Entrambi riluttanti per la nuova sistemazione, impareranno tra alti e bassi ad abbattere le reciproche difese e ad affezionarsi l’uno all’altra, come due pianeti a prima vista lontanissimi ma in realtà accomunati da una grande sofferenza: a nessuno di loro la vita ha riservato sconti.
UN’OPERA RIUSCITA A METÀ
Il film si affida allo status della Loren e all’interpretazione convincente del piccolo Ibrahima Gueye nei panni di Momò, ma la storia purtroppo traballa e la sensazione di prevedibilità si insinua già dai primi momenti.
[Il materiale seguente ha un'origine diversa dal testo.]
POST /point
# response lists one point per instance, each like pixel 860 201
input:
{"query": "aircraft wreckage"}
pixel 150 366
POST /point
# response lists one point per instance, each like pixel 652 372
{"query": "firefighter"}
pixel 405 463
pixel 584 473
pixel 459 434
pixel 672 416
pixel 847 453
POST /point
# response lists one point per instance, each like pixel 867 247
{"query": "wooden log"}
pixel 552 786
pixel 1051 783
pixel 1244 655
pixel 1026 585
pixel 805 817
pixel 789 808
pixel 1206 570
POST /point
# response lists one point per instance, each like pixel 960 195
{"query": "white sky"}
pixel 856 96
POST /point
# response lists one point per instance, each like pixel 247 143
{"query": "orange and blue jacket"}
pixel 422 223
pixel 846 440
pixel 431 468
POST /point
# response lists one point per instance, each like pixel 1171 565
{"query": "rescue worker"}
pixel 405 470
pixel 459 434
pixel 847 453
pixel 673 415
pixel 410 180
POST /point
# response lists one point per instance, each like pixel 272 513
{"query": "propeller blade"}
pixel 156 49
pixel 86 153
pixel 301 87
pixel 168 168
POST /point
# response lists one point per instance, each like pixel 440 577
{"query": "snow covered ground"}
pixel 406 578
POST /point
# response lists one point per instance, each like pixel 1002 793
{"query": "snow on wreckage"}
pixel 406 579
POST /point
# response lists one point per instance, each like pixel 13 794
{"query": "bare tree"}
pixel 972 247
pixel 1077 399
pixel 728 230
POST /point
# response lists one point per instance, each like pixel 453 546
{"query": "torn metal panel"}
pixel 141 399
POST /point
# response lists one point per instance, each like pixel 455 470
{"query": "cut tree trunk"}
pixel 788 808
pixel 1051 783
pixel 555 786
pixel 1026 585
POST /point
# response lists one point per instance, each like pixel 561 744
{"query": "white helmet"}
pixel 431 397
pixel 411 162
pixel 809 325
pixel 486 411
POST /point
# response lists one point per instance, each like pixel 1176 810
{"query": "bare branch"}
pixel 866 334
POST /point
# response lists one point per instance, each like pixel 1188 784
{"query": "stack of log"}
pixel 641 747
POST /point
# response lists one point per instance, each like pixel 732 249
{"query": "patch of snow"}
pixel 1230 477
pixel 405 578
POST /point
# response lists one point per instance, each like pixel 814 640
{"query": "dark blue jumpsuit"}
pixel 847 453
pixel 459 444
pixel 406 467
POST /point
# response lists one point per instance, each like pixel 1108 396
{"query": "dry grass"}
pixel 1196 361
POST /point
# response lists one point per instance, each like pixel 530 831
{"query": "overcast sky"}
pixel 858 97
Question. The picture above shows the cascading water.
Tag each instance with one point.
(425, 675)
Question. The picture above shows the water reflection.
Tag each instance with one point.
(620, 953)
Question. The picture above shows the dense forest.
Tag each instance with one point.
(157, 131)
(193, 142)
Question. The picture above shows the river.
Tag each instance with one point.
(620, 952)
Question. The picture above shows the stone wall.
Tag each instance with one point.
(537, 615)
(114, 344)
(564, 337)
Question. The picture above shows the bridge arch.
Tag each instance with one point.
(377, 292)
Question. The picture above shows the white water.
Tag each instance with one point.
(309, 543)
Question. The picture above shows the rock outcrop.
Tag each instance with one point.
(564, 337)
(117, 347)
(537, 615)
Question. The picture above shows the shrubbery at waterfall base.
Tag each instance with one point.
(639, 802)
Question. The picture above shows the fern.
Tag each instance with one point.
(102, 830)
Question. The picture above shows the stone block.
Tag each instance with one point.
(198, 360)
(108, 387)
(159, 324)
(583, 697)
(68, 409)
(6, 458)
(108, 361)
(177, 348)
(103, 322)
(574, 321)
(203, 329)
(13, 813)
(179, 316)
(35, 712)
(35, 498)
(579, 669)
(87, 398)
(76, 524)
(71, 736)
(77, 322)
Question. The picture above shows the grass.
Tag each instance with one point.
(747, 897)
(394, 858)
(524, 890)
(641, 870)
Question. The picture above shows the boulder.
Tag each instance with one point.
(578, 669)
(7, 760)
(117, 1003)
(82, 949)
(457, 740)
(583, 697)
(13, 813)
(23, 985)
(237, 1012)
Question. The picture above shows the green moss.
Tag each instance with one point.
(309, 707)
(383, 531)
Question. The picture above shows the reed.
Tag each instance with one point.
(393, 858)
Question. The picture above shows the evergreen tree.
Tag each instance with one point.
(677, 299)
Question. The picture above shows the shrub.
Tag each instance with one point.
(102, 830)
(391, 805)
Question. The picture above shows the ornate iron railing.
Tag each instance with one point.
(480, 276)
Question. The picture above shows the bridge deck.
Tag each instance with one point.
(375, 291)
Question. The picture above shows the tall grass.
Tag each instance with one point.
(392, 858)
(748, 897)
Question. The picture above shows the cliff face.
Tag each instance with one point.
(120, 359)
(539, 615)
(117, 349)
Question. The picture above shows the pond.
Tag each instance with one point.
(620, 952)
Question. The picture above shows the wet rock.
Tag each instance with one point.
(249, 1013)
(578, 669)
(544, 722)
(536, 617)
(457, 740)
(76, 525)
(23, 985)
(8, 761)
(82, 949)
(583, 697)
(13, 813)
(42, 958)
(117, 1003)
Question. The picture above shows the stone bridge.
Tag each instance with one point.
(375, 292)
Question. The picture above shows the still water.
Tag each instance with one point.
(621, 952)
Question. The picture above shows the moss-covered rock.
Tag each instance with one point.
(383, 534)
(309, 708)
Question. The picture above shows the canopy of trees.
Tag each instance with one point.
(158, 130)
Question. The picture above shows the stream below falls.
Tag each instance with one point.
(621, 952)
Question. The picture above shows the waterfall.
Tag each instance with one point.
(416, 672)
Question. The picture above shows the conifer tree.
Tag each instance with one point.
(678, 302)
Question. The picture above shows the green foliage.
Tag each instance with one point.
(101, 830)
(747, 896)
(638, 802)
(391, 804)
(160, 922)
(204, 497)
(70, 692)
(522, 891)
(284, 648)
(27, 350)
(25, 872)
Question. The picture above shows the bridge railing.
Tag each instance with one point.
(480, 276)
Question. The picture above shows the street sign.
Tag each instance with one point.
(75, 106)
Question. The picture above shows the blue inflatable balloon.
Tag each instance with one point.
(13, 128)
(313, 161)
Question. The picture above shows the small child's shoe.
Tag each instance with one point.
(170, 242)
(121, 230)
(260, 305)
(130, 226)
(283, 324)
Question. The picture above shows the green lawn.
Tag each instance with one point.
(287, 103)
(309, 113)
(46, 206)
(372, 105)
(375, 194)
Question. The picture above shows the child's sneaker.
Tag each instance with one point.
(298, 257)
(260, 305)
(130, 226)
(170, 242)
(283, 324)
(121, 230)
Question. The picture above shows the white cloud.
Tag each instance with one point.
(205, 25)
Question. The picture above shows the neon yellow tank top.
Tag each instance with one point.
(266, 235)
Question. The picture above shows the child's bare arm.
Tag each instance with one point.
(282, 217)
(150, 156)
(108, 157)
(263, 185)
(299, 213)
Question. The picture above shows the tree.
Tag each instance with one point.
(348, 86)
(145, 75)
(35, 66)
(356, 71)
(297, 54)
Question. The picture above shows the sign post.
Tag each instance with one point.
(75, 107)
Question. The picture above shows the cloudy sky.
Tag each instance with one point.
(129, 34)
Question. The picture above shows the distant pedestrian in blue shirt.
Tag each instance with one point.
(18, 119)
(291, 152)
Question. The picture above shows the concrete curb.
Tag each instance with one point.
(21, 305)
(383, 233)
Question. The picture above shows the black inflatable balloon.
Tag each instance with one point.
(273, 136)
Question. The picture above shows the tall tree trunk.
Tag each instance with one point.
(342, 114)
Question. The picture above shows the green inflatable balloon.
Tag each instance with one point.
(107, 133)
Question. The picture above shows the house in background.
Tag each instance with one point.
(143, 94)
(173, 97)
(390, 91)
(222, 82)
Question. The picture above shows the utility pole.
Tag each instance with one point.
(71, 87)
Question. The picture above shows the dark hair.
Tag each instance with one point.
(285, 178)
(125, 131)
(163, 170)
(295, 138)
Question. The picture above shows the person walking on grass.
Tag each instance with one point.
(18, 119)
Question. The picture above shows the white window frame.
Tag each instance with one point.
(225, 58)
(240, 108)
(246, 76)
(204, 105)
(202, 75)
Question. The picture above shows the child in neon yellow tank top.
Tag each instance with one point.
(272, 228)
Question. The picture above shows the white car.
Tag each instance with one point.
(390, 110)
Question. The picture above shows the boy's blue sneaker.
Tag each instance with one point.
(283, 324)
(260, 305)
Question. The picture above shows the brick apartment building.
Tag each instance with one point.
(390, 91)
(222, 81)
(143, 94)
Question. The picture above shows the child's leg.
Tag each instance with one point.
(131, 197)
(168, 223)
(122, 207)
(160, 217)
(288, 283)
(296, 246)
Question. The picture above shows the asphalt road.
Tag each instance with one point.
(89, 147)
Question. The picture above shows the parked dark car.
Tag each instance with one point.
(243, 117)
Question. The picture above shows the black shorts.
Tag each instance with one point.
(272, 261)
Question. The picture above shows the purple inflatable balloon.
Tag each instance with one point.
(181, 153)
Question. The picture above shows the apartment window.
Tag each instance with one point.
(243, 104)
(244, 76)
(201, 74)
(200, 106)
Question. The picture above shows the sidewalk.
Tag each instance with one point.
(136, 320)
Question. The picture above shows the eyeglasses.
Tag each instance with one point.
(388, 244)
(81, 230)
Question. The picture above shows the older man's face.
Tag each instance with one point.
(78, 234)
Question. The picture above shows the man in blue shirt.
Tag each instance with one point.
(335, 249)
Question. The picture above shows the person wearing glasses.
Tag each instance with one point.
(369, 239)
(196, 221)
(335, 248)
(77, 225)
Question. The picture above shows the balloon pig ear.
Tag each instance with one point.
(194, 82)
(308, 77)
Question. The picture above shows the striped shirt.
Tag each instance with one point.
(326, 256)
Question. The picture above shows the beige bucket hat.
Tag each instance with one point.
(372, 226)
Evidenti pecche si riscontrano nella sceneggiatura che dallo spaccato sociale sfocia pericolosamente nel melodramma (forse più adatta a un formato televisivo in stile fiction di Rai Uno), e nella regia ordinaria che non riesce a elevare e rendere avvincenti le storie di degrado e disperazione di cui la periferia del Sud Italia, precisamente a Bari dove il film è ambientato, ha già fornito sufficienti – e di gran lunga migliori – spunti narrativi al mondo del cinema.
Con un susseguirsi di situazioni e personaggi stereotipati l’opera rimane incasellata nella categoria “senza infamia e senza lode”, non da cestinare completamente (i brutti film sono altri) ma senza un’urgenza e un degno approccio stilistico che ne giustifichino il merito.
Se proprio dovessi consigliarlo, direi che potrà essere apprezzato dai fan della Loren e da coloro alla ricerca di sentimenti a buon mercato conditi con una buona dose di melassa.
Il peso specifico del film si dissolve rapidamente coi titoli di coda arricchiti dalla canzone scritta da Laura Pausini e Diane Warren “Io sì (Seen)”, che molti auspicano verrà candidata all’Oscar.